Prevention is the clearest expression of self-respect, but also the most neglected. We live in a time when access to information is almost unlimited; we can find out in a few minutes what effects excess sugar has, how a sedentary lifestyle influences mental state, or why sleep is essential for brain function. However, the most basic truths about health are often known but ignored until symptoms or diagnoses arise that require urgent changes. Why don’t we start earlier?
It is because simple things seem trivial, and the mundane does not cause fear. But what is essential is usually not spectacular. In a culture that values quick solutions and dramatic transformations, prevention, with its discretion and constancy, does not offer immediate satisfaction. And yet, it is the only real path to stability.
Knowing is not enough, but ignoring what is already known is tantamount to a form of denial. The fact that many people continue to live in ways that hurt them, despite the evidence, is due to a subtle form of refusal: to see themselves as worthy of care.

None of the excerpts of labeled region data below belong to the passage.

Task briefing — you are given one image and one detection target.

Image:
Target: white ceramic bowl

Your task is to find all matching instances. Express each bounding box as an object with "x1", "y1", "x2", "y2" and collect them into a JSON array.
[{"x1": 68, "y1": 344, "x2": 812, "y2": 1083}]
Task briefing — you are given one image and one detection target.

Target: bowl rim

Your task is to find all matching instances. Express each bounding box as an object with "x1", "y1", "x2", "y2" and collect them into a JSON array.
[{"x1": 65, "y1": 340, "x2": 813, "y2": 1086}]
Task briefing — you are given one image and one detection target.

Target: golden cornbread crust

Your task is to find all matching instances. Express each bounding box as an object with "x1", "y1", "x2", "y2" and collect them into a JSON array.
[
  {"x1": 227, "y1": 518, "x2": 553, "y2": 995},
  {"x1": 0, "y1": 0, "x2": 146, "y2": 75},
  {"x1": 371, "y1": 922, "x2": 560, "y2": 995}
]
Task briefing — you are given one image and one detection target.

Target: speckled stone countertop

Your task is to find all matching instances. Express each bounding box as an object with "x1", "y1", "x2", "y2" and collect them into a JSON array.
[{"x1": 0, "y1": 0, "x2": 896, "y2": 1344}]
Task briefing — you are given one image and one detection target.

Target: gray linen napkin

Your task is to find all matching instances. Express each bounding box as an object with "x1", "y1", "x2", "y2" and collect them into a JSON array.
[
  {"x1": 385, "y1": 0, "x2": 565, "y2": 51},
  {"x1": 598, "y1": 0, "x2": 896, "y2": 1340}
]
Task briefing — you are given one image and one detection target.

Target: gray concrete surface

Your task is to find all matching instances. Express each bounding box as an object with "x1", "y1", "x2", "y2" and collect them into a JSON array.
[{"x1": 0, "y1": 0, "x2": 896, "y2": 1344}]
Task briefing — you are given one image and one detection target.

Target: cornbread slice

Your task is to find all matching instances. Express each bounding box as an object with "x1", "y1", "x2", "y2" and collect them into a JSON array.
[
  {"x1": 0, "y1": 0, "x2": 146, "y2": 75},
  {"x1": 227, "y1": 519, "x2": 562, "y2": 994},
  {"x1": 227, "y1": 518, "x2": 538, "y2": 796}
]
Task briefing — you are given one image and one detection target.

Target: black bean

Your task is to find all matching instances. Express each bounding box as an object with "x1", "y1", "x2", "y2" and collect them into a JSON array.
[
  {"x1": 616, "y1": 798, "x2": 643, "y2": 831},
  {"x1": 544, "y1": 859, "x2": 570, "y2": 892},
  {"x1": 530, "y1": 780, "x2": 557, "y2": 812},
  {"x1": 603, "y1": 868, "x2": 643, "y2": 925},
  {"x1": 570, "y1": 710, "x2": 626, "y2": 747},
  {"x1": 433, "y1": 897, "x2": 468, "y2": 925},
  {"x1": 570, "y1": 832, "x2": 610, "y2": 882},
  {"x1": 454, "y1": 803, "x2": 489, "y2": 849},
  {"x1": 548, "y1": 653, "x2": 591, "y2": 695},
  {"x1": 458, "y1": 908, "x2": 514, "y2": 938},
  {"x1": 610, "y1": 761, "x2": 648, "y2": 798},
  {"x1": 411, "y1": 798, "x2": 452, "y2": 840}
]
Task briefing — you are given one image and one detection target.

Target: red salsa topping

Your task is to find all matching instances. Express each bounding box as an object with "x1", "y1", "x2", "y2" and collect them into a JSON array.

Prevention does not mean fear of disease, but an exercise of conscious care, of building a future in which the present is not sacrificed. And this care is not learned from fear or obligation, but from a profound choice: not to abandon yourself.
Being healthy is not just about having a functioning body, but about living in tune with yourself, consciously and intentionally. Choices related to food, sleep, exercise, or relationships are not details of the state of health, but also expressions of a philosophy of life. A life in which presence becomes a form of dignity, in which learning is a gesture of love for oneself, and discipline no longer appears as a constraint, but as a chosen freedom.
We do not need perfect plans, but a return to clarity, to everyone’s ability to build their path, step by step, not as an answer to the problem, but as a form of fidelity to their own life. The lack of authentic models of self-care has pushed us towards chaotic searches or dependencies on authority. But that is precisely why, when one becomes aware, they choose more than health. They choose to break a chain, to refuse the transmitted unconsciousness, and to assume, for the first time, the responsibility for their own life.